Bu dönemde Türkiye’de yaşanan politik gerilimler dışta yaşanan süreçle örtüşmüştür. Yerel seçimlerde oyları önemi ölçüde azalan Erdoğan-Bahçeli ittifakı, ekonomik krizin de etkisiyle içeride güç kaybına uğradı. Colani üzerinden yapılmak istenen ‘Suriye Fatihi Erdoğan’ yutturmacası da kısa sürdü. Varlığını önemli oranda yargı ve kolluk gücüne dayanarak sürdürme yoluna giden Saray iktidarı ülkede düzen siyaseti alanını alabildiğine daralttı. Cumhur İttifakı bileşenlerinin meşruiyeti dayandıkları toplum kesimlerince bile tartışılır hale geldi. Erdoğan’ın iktidarda kalmak için yeni bir hikâyeye ihtiyacı var. Bahçeli içinse Kürt politikası ‘devletin bekası’nı önceleyen bir pozisyondadır. Suriye’de yaşanabilecek bir iç savaşın olası sonuçlarının içeride Kürtler arasında karşılık bulması ve sokaktaki muhalefet güçlerine Kürt muhalefetinin eklemlenmesi devlet açısından öngörülemez sonuçlar doğurabilecektir. Toplumsal muhalefetin en örgütlü, en dinamik kesimi olan Kürtlerle geliştirilecek yeni bir barış süreci, içerde toplumsal muhalefeti sınırlamanın bir aracına dönüştürülebilir. İktidar sahipleri açısından bu fikir gayet akla yatkın olmakla birlikte en az o kadar da risklidir. Bu riskleri bilerek davranan Erdoğan barış sürecinin kendisine yeni bir manevra alanı açabileceği gibi, yeni dönem için de zaman kazandıracağının farkında. Öte yandan parlamentoda geliştirilebilecek yeni işbirlikleri kimi Anayasal değişikliklerin de önünü açabilir. Erdoğan’ın hesabı böyle olsa da Bahçeli tamamen devletin güvenlik bürokrasisinin izinden gidiyor.

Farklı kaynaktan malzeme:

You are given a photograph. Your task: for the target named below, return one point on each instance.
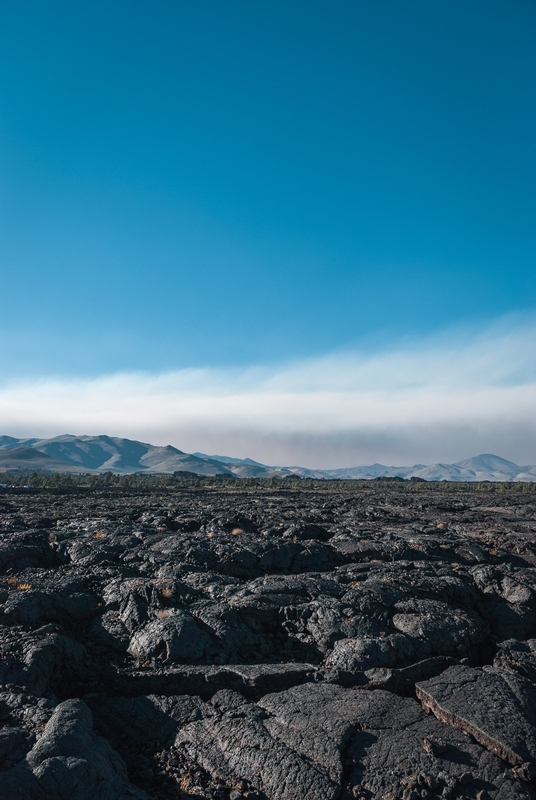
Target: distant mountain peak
(103, 453)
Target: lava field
(375, 642)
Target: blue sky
(222, 186)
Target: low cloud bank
(440, 400)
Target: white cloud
(442, 399)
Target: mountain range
(97, 454)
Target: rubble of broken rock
(374, 642)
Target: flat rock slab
(324, 742)
(494, 706)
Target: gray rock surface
(496, 707)
(268, 643)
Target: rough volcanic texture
(270, 645)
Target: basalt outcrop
(378, 642)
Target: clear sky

Sonuçta ikisi de Öcalan kavşağında buluştular.
Suriye başta olmak üzere Orta Doğu’da yaşanan gelişmelerin kronolojik olarak içeride başlatılan süreçle uyumu oldukça dikkat çekicidir. Tarih sırası izlendiğinde içeride ve dışarıda yaşanan sürecin yakın ilişkisi görülecektir.
Suriye’nin bir devlet olarak ortadan kaldırılması, bölgede uzun süreli olacağı öngörülen istikrarsızlık ve iç savaş olasılıkları Türkiye açısından ana politik paradigmayı oluşturmaktadır. Türkiye’nin de bir parçası olduğu Batı ittifakı İsrail’in güvenliğini önceleyen politikaları esas alırken İsrail bölgede etkisini her geçen gün artırıyor. Bu durumun çapraz politik sonucu İsrail ve Türkiye’nin çıkar karşıtlığıdır. Ancak bölgedeki baş çelişki bu değildir. İran ve Şii ekseni her ikisi için de şimdilik baş düşmandır.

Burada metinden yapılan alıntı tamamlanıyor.